FAIRFAX NATIVE, BOB BESSETTE, PROUDLY DISPLAYS POTTERY MANUFACTURED IN FAIRFAX AROUND 1851/52
Bob Bessette braved the below zero temperatures last evening to show me one of the jugs he received for Christmas. It is a Farrar & Stearns, one gallon jug, manufactured in Fairfax around 1851/52, and in perfect condition. What better place to take this photo then in front of a photo, taken about 20 or so years ago by David Juaire of the center of Fairfax, where it is believed Farrar & Stearns was once located. Eleven different pottery manufacturers existed in the town of Fairfax during the 1800s, as research continues.
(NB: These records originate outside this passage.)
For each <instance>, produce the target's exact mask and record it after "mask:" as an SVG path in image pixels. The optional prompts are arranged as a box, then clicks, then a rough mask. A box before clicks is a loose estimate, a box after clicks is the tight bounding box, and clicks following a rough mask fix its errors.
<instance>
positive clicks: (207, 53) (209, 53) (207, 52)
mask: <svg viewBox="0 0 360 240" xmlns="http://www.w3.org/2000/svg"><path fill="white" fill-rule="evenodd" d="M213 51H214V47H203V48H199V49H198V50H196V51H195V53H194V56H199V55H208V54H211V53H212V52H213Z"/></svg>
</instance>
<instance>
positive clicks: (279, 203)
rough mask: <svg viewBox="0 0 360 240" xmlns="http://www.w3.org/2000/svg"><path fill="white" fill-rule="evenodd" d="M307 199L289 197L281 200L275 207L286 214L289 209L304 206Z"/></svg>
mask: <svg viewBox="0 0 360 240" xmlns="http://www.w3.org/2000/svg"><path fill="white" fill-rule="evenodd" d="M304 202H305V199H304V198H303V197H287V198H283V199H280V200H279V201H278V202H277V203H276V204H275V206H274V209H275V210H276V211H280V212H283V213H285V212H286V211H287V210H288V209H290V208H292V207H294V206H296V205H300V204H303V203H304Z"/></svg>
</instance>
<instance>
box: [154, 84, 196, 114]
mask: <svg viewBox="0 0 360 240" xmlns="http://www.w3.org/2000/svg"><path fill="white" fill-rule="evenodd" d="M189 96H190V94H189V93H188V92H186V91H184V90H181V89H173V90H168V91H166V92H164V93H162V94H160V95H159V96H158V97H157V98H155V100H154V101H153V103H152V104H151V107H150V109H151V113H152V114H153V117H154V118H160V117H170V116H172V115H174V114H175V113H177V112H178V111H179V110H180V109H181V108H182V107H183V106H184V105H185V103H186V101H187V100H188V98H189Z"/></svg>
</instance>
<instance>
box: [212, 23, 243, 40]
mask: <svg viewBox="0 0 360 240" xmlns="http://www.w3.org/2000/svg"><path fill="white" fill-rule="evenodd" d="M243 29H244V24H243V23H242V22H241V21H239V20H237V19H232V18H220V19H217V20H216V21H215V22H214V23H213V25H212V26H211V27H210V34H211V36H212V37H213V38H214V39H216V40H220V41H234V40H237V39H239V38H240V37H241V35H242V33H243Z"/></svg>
(Photo by Henry A. Raymond)
I sent the above photo in to the St. Albans Messenger along with some additional information and they published it in the January 30, 2003 issue in case you would like to get a copy. Below is the information published in the paper:
Bob Bessette, of Fairfax, holds a Farrar & Stearns, one gallon jug, manufactured in Fairfax around 1851-52. It is believed the pottery company was located in the center of Fairfax (shown in the David Juaire photo behind Bessette). Eleven different pottery manufacturers existed in the town during the 1800s. Local historian Henry A. Raymond says it has been difficult to determine in what year Farrar & Stearns started. Raymond does know that Isaac Brown Farrar, was born in 1771. He was in Enosburg in 1798 and was the first clerk of that town. His daughter was the first white child recorded there. He may have moved to Fairfax around 1815, and would have veen old enough then to be in business with his father. Two of the Farrar brothers were drowned in the disastrous sinking of the Montrealer on the St. Lawrence River in 1857, says Raymond. One of them, Stephen, is buried in Fairfax.